The latest victim was a chronically ill 95-year-old woman linked to a cluster involving Ho Yuk Ching Willow Lodge, a care facility for the elderly in Tai Kok Tsui. She was first confirmed with the virus in early December and her isolation order at Princess Margaret Hospital ended two days before Christmas. She was sent to North Lantau Hospital on December 28 for treatment of her chronic illness, but her condition deteriorated in recent days and she died on Tuesday afternoon.
Three more infections were linked to a cluster at the Tseung Kwan O-Lam Tin tunnel, including a worker and two close contacts of infected staff. The cluster has now grown to 16 cases.
Other new infections included a resident of the Mental Health Association of Hong Kong’s Irene House in Wong Tai Sin, resulting in another 37 people who stayed there being sent to quarantine. A radiographer from Tuen Mun Hospital was also among those who tested preliminary-positive.
Chung Chi House at Chung On Estate in Ma On Shan was the latest residential block to be issued with a mandatory testing order, after two residents in flats on different floors were infected.
On Wednesday, the Social Welfare Department ordered the fourth round of mandatory Covid-19 testing for workers at care homes for the elderly and disabled. They must be screened from January 8 to 17, before being eligible to work between January 18 and 27.
University of Hong Kong microbiologist Dr Ho Pak-leung said the number of family clusters had grown in recent weeks, and urged the government to release figures for those affected, particularly in instances of cross-household gatherings to make the case for regulating such private events.

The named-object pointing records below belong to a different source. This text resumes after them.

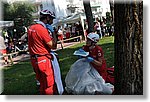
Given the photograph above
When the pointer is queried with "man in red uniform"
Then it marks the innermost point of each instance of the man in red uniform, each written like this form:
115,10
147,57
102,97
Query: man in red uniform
40,44
96,54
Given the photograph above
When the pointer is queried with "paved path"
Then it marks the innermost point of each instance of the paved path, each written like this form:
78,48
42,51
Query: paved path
24,57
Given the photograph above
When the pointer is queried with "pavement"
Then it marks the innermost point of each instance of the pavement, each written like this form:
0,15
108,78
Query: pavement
24,57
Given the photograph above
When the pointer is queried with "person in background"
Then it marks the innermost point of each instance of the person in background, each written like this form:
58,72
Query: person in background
96,55
60,35
98,28
40,43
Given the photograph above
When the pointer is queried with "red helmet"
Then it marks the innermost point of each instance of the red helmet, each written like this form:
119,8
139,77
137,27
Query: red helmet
47,12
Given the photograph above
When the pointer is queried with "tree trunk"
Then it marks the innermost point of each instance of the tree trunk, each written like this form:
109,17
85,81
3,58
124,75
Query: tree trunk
89,16
111,3
129,48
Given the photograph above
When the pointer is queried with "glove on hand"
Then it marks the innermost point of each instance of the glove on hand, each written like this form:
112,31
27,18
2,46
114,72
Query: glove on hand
90,59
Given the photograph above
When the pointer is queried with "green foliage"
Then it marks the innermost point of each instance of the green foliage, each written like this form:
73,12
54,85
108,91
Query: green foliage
20,78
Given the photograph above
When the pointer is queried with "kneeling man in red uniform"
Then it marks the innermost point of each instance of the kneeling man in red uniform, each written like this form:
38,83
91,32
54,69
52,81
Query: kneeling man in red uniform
40,45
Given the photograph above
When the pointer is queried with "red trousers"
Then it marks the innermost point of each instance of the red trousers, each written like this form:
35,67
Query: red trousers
44,74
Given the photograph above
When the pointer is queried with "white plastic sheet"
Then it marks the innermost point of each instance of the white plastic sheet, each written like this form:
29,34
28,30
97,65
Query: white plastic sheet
83,79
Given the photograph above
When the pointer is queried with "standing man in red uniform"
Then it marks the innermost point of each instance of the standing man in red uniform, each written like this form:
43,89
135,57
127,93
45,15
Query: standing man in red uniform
96,55
40,44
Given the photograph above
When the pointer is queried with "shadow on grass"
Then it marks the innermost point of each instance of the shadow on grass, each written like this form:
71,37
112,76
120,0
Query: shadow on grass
19,79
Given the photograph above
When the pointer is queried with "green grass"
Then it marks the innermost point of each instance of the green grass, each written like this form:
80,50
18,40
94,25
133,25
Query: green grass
20,78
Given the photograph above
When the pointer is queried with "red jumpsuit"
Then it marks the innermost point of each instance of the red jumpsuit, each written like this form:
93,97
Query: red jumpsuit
98,53
38,38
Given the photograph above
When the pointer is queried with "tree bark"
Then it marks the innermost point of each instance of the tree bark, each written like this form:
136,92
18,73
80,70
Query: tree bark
129,48
89,15
111,3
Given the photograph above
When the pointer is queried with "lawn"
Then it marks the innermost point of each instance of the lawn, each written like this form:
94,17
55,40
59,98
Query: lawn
19,79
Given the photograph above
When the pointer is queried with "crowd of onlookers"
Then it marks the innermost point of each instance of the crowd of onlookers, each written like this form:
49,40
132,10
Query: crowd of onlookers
63,32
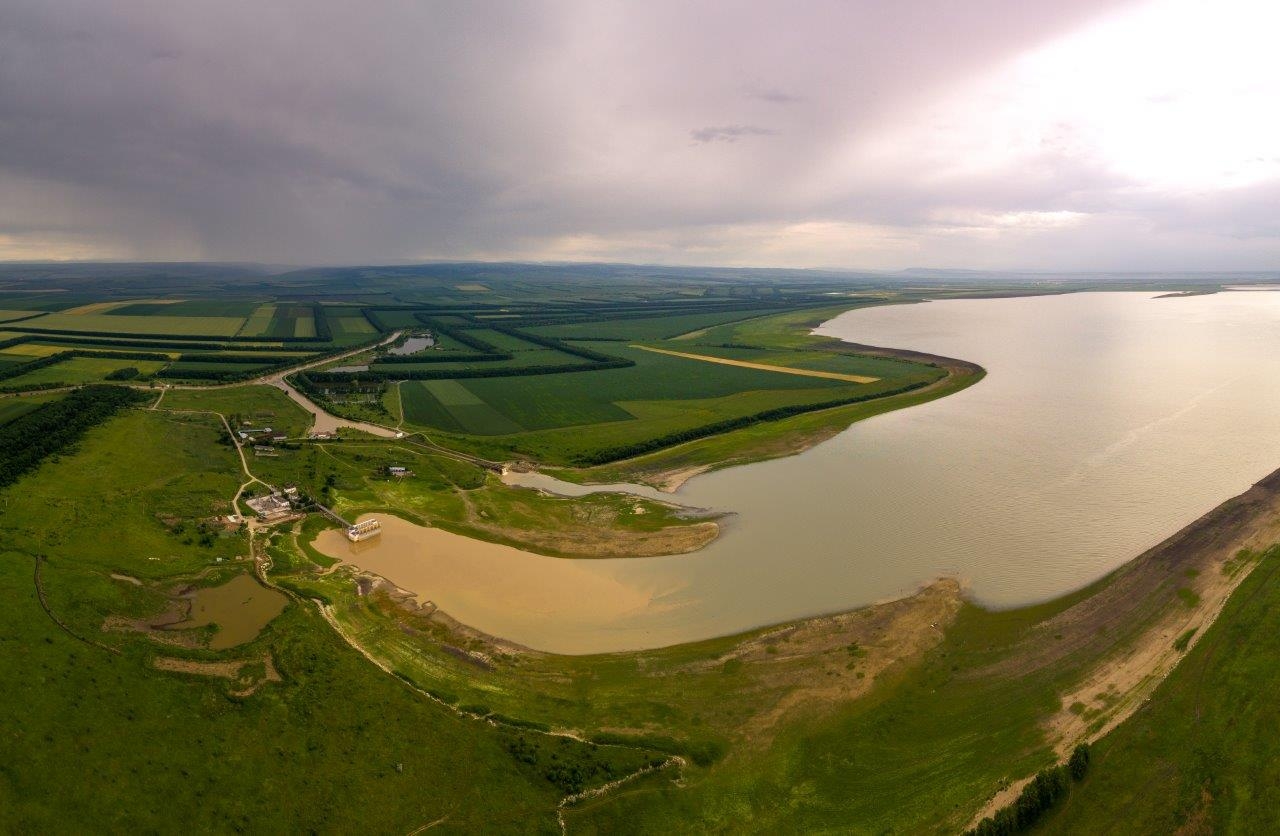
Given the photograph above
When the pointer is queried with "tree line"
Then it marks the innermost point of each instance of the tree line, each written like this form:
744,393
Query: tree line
661,442
1037,798
31,438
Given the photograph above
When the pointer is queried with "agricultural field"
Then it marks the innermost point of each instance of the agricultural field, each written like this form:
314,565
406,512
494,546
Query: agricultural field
78,370
656,396
12,409
110,323
252,736
901,717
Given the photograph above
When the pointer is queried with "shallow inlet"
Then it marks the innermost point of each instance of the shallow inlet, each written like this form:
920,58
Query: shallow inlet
1106,423
240,608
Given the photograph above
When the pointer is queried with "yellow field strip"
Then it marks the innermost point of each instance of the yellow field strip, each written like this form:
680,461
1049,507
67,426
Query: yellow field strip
760,366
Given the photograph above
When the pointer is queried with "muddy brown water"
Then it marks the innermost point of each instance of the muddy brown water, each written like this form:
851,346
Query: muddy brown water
240,608
1106,423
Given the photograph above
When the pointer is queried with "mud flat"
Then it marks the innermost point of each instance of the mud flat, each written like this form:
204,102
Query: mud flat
240,608
545,602
1075,453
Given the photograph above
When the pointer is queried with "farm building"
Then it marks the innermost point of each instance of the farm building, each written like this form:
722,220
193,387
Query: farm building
270,508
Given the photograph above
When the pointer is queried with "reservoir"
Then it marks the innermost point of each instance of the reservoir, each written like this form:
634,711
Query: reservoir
1106,423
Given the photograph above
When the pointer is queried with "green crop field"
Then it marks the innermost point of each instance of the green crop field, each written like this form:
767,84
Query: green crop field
263,405
231,368
150,324
191,307
16,407
259,323
350,325
645,328
456,406
78,370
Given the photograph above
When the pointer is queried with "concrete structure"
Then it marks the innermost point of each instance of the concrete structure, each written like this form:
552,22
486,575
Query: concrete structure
364,530
270,508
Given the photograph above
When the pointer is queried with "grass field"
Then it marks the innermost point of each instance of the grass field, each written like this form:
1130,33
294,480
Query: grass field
231,309
259,323
758,364
82,370
265,406
644,328
1200,757
659,394
16,407
350,327
149,324
170,747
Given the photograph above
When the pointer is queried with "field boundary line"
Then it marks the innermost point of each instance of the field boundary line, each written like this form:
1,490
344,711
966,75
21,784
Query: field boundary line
760,366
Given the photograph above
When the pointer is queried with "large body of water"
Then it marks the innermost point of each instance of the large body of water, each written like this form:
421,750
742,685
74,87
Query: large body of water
1106,423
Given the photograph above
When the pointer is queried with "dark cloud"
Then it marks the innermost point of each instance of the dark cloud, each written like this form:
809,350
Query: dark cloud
728,133
776,96
318,131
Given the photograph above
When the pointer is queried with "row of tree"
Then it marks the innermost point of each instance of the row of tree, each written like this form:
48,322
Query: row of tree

“If there is the scientific basis and the numbers to show infections due to cross-household gatherings, I think there could be a need to regulate them,” Ho told a radio show on Wednesday.
“There have been cases of a few generations within a single family getting infected when they gathered to celebrate the winter solstice. This data exists to show how many people were affected. The government can use it to show how much benefit regulating cross-household gatherings can bring.”
Ho added the enforcement of social-distancing measures had been too lax. “The government should reach out to mall operators to discuss measures for crowd control. While the legal tools are needed, we also have to rely on everyone pitching in to help with virus prevention,” he said.
He pointed to photo booths set up by malls over the festive period, saying these had attracted large crowds, but there had not been the 1.5-metre distancing between people in queues and some had removed their masks to take pictures. Ho urged authorities to step up enforcement of social-distancing rules.
Public hospital chiefs had tightened infection control measures on Tuesday, requiring day-ward patients to take a Covid-19 test one or two days before visiting, and people undergoing regular procedures to be screened every week.